Kita perlu menghidupkan kembali mitos bukan untuk melarikan diri dari realitas, tetapi untuk menemukan makna di tengah absurditas sejarah. Ruang liminal yang kita tempati saat ini menuntut keberanian eksistensial. Kita berada di wilayah tak pasti, sebuah titik di mana masa depan manusia benar-benar dipertaruhkan. “Di tepi kehancuran, potensi transendensi juga selalu hadir,” tulis McKenna. Artinya, ruang kosong ini sebenarnya bukanlah kekosongan mutlak; ia adalah ruang kelahiran kembali. Kelahiran baru ini mungkin jika kita berani melakukan dua hal sekaligus: memandang jauh ke belakang dan jauh ke depan. Melihat ke belakang berarti mengakui bahwa budaya modern bukanlah puncak evolusi, melainkan salah satu episode singkat dalam perjalanan panjang kesadaran manusia. Tradisi-tradisi arkais memiliki kearifan ekologis, spiritual, dan sosial yang dapat membantu kita mengatasi krisis kontemporer.

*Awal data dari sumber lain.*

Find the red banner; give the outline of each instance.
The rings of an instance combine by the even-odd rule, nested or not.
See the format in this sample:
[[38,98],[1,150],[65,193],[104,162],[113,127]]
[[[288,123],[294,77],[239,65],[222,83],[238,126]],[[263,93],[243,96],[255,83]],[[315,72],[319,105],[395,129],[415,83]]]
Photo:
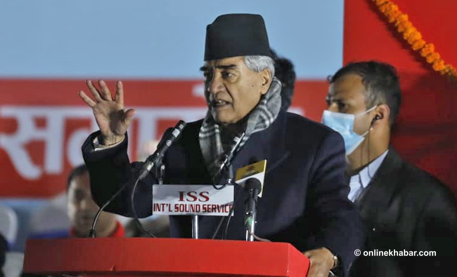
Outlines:
[[[137,110],[131,160],[179,120],[205,114],[200,81],[123,83],[126,106]],[[325,81],[298,82],[291,111],[320,121],[327,89]],[[87,91],[84,80],[0,80],[0,197],[50,197],[66,189],[71,168],[82,162],[83,142],[97,129],[81,90]]]

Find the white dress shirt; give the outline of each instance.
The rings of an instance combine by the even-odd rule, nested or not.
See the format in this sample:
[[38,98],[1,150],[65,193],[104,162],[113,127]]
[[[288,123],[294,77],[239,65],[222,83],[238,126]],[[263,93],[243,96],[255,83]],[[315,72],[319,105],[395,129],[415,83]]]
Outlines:
[[349,194],[348,194],[348,199],[354,202],[360,196],[364,190],[365,189],[371,182],[371,179],[374,176],[377,171],[389,150],[383,153],[379,156],[376,158],[373,162],[368,164],[363,169],[354,175],[351,176],[349,181]]

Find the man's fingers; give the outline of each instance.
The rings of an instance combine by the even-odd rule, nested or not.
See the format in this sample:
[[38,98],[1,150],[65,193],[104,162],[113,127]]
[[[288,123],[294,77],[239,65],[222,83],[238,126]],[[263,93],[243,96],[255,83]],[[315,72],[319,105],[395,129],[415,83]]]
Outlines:
[[100,90],[102,91],[102,96],[103,97],[103,99],[107,101],[112,101],[111,92],[109,91],[109,89],[108,88],[108,86],[106,85],[105,81],[103,80],[99,81],[99,85],[100,86]]
[[82,90],[80,90],[79,95],[80,97],[81,97],[81,99],[82,99],[85,102],[86,102],[86,104],[87,104],[89,107],[93,108],[97,105],[97,103],[96,103],[93,100],[91,99],[90,97],[86,95],[86,93],[85,93]]
[[92,95],[93,95],[93,97],[95,97],[96,100],[99,102],[103,100],[102,99],[102,97],[100,97],[100,93],[99,93],[99,91],[97,90],[97,89],[93,86],[93,84],[92,83],[91,81],[86,81],[86,85],[87,86],[87,87],[89,88],[89,89],[90,90],[90,92],[92,93]]
[[116,83],[116,103],[124,107],[124,85],[121,81]]
[[122,120],[124,124],[127,125],[130,124],[130,121],[135,114],[135,112],[136,112],[136,111],[135,109],[129,109],[126,111],[124,113],[124,118]]

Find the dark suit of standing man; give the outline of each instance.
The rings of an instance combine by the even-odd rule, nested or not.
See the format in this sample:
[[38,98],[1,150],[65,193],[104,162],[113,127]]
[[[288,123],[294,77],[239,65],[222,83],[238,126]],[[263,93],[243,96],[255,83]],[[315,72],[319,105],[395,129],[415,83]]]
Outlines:
[[[322,122],[345,140],[351,176],[348,197],[358,208],[367,233],[350,275],[455,276],[457,208],[453,195],[389,146],[401,100],[395,70],[388,64],[351,63],[330,80]],[[421,251],[430,251],[436,255],[420,256]],[[378,256],[366,256],[364,251]],[[385,255],[379,256],[382,251]],[[399,255],[401,251],[404,255]],[[416,256],[412,256],[414,252]]]

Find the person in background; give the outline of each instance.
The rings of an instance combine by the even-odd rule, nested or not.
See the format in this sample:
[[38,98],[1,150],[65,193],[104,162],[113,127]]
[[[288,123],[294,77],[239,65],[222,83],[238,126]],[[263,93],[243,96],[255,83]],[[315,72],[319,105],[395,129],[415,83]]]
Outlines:
[[[92,199],[89,172],[85,165],[74,168],[67,182],[68,216],[71,223],[69,236],[84,238],[89,234],[99,206]],[[98,237],[124,236],[124,227],[116,215],[102,212],[96,233]]]
[[292,102],[295,86],[295,70],[290,60],[279,57],[273,49],[270,49],[272,58],[275,62],[275,76],[278,78],[281,87],[281,108],[287,111]]
[[[358,209],[368,234],[359,250],[375,255],[375,251],[408,252],[403,256],[362,254],[350,275],[455,276],[454,196],[390,145],[401,104],[395,68],[376,61],[350,63],[330,78],[327,102],[322,123],[343,137],[351,176],[348,197]],[[435,255],[419,256],[428,251]]]

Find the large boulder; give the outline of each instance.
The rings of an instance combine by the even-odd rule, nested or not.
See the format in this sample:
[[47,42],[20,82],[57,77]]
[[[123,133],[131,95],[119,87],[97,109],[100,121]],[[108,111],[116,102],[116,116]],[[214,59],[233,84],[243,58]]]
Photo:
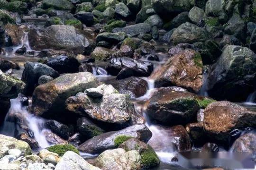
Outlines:
[[171,40],[176,44],[182,42],[193,43],[204,42],[209,38],[208,33],[204,28],[187,22],[175,29]]
[[122,148],[108,150],[95,160],[97,167],[106,170],[138,170],[140,168],[141,157],[136,150],[128,152]]
[[64,154],[56,165],[55,170],[101,170],[91,165],[82,157],[72,151],[67,151]]
[[90,153],[99,153],[108,149],[117,148],[117,144],[125,141],[124,139],[135,137],[146,143],[152,135],[151,132],[144,124],[138,124],[95,136],[80,145],[78,150]]
[[33,28],[28,33],[28,41],[35,50],[45,49],[71,51],[75,54],[91,51],[93,38],[73,26],[53,25],[39,30]]
[[11,149],[19,150],[24,156],[32,154],[31,149],[26,142],[0,134],[0,158],[8,154]]
[[247,47],[227,46],[209,71],[209,94],[220,99],[244,101],[254,91],[256,71],[256,54],[253,51]]
[[157,87],[174,85],[198,93],[203,84],[202,66],[200,54],[186,49],[170,58],[150,77]]
[[38,79],[42,76],[48,76],[56,78],[59,76],[57,71],[44,64],[37,62],[27,62],[24,66],[21,80],[27,85],[26,93],[32,94],[37,86]]
[[199,97],[189,92],[162,87],[146,102],[146,111],[150,119],[161,124],[185,124],[196,119]]
[[135,111],[128,95],[119,94],[111,85],[101,85],[94,89],[94,91],[97,89],[102,91],[101,97],[86,92],[79,93],[67,99],[67,109],[106,122],[122,124],[130,120]]
[[25,84],[0,70],[0,98],[15,98],[25,88]]
[[33,110],[37,115],[51,110],[61,112],[69,97],[86,89],[96,87],[99,82],[89,72],[67,74],[36,88],[33,94]]
[[147,33],[151,31],[151,27],[148,24],[139,23],[127,26],[122,28],[115,28],[112,31],[113,33],[124,32],[129,37],[134,37],[140,34]]
[[204,110],[204,129],[214,139],[226,141],[235,129],[256,125],[256,112],[229,102],[217,102]]
[[148,61],[128,57],[112,59],[107,67],[110,74],[117,76],[117,79],[131,76],[148,76],[153,71],[154,65]]

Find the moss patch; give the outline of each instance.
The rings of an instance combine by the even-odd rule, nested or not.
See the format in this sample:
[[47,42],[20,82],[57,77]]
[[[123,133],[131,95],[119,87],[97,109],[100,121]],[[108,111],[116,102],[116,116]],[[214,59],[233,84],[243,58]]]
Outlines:
[[115,138],[114,143],[115,146],[119,146],[119,145],[132,137],[127,136],[126,135],[120,135]]
[[79,154],[79,152],[75,147],[70,144],[56,144],[46,149],[50,152],[58,153],[60,156],[63,156],[67,151],[72,151]]
[[141,153],[141,165],[144,168],[149,168],[158,166],[160,164],[159,158],[149,146],[148,148]]
[[205,108],[210,103],[216,102],[216,101],[213,99],[204,98],[203,99],[197,99],[197,102],[200,108],[202,109],[205,109]]

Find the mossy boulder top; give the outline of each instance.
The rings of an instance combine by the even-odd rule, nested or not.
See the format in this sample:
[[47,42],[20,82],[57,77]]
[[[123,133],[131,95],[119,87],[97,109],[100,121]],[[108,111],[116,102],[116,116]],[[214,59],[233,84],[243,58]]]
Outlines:
[[156,87],[177,85],[198,92],[203,84],[202,62],[200,54],[186,49],[170,58],[155,69],[150,77]]

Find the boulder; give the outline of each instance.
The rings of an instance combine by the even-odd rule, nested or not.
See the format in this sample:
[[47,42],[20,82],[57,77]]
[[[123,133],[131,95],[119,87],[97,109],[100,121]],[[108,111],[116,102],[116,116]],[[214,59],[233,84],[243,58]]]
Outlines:
[[151,136],[151,132],[144,124],[137,124],[119,131],[107,132],[96,136],[80,145],[78,150],[92,154],[99,153],[108,149],[118,147],[117,144],[125,142],[125,140],[122,139],[128,140],[135,137],[146,143]]
[[93,38],[85,33],[73,26],[53,25],[38,30],[31,29],[28,41],[35,50],[51,48],[83,54],[91,51],[94,45]]
[[0,135],[0,158],[8,154],[11,149],[20,150],[24,156],[32,154],[32,150],[28,144],[25,142],[17,140],[15,138]]
[[151,119],[163,124],[185,124],[196,119],[199,97],[186,92],[162,87],[146,102],[146,111]]
[[135,111],[128,95],[119,94],[111,85],[102,85],[97,88],[103,91],[102,97],[93,98],[86,93],[79,93],[67,99],[67,109],[106,122],[122,124],[129,121]]
[[155,69],[150,78],[156,87],[176,85],[198,93],[203,84],[201,55],[186,49],[170,58],[161,67]]
[[149,62],[127,57],[113,58],[107,67],[108,72],[117,76],[117,79],[131,76],[148,76],[153,69],[153,65]]
[[64,154],[56,165],[55,170],[101,170],[87,162],[77,153],[67,151]]
[[122,148],[103,152],[95,160],[97,167],[106,170],[137,170],[140,168],[141,157],[136,150],[126,152]]
[[256,54],[248,48],[226,46],[209,71],[209,94],[219,99],[245,101],[254,90],[256,63]]
[[23,92],[25,84],[17,78],[3,73],[0,70],[0,98],[15,98]]
[[148,24],[139,23],[122,28],[115,28],[112,31],[113,33],[123,32],[128,36],[132,37],[140,34],[149,33],[151,31],[151,28]]
[[44,75],[56,78],[59,76],[60,74],[46,64],[29,61],[26,62],[21,77],[21,80],[27,85],[26,93],[32,94],[38,85],[39,78]]
[[209,38],[208,33],[204,28],[187,22],[175,29],[171,36],[171,41],[176,44],[182,42],[193,43],[204,42]]
[[256,112],[229,102],[212,102],[204,110],[203,127],[209,136],[226,141],[235,129],[254,127]]
[[66,99],[86,89],[97,87],[98,84],[91,73],[79,72],[67,74],[40,85],[33,94],[34,113],[41,115],[51,110],[61,112]]

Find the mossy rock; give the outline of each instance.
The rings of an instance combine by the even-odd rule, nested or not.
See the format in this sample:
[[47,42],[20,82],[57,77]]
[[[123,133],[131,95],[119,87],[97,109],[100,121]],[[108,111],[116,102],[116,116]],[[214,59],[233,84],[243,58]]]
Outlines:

Ruang liminal mengajarkan kita satu hal penting: ketidakpastian bukanlah musuh, melainkan undangan. Dalam ketidakpastian, kita menemukan peluang untuk melampaui batas-batas lama dan menciptakan bentuk kehidupan baru. Terence McKenna mengajak kita untuk berani membayangkan masa depan di mana sains dan spiritualitas, teknologi dan mitos, akal dan imajinasi, semuanya bersatu dalam tarian kosmik kesadaran. “Alam semesta bukanlah mesin mati,” katanya, “ia adalah pikiran yang hidup, dan kita adalah bagian dari imajinasinya”. Maka, ketika kita bertanya apa yang seharusnya dilakukan budaya saat menghadapi masalah besar, jawabannya mungkin bukan memilih antara maju atau mundur. Jawabannya adalah menari di ruang liminal, merangkul ketidakpastian, dan menemukan kembali kearifan yang hilang. Kita harus menatap masa lalu bukan sebagai reruntuhan, tetapi sebagai reservoir makna, sekaligus memandang masa depan bukan sebagai ancaman, tetapi sebagai kemungkinan tak terbatas. Kebangkitan arkais bukanlah nostalgia, melainkan revolusi kesadaran. Kita sedang berada di tepi perubahan besar. Pertanyaannya, apakah kita siap melompat?
Referensi
Campbell, J. (1949). The Hero with a Thousand Faces. Princeton University Press.
Eliade, M. (1959). The Sacred and the Profane: The Nature of Religion. Harcourt, Brace & World.
Harari, Y. N. (2015). Homo Deus: A Brief History of Tomorrow. Harper.
McKenna, T. (1992). Food of the Gods: The Search for the Original Tree of Knowledge. Bantam Books.
McKenna, T. (1993). True Hallucinations: Being an Account of the Author’s Extraordinary Adventures in the Devil’s Paradise. HarperPerOne.
McKenna, T. (1999). The Archaic Revival. HarperSanFrancisco.
Turner, V. (1969). The Ritual Process: Structure and Anti-Structure. Aldine Publishing.
Tsing, A. L. (2015). The Mushroom at the End of the World: On the Possibility of Life in Capitalist Ruins. Princeton University Press.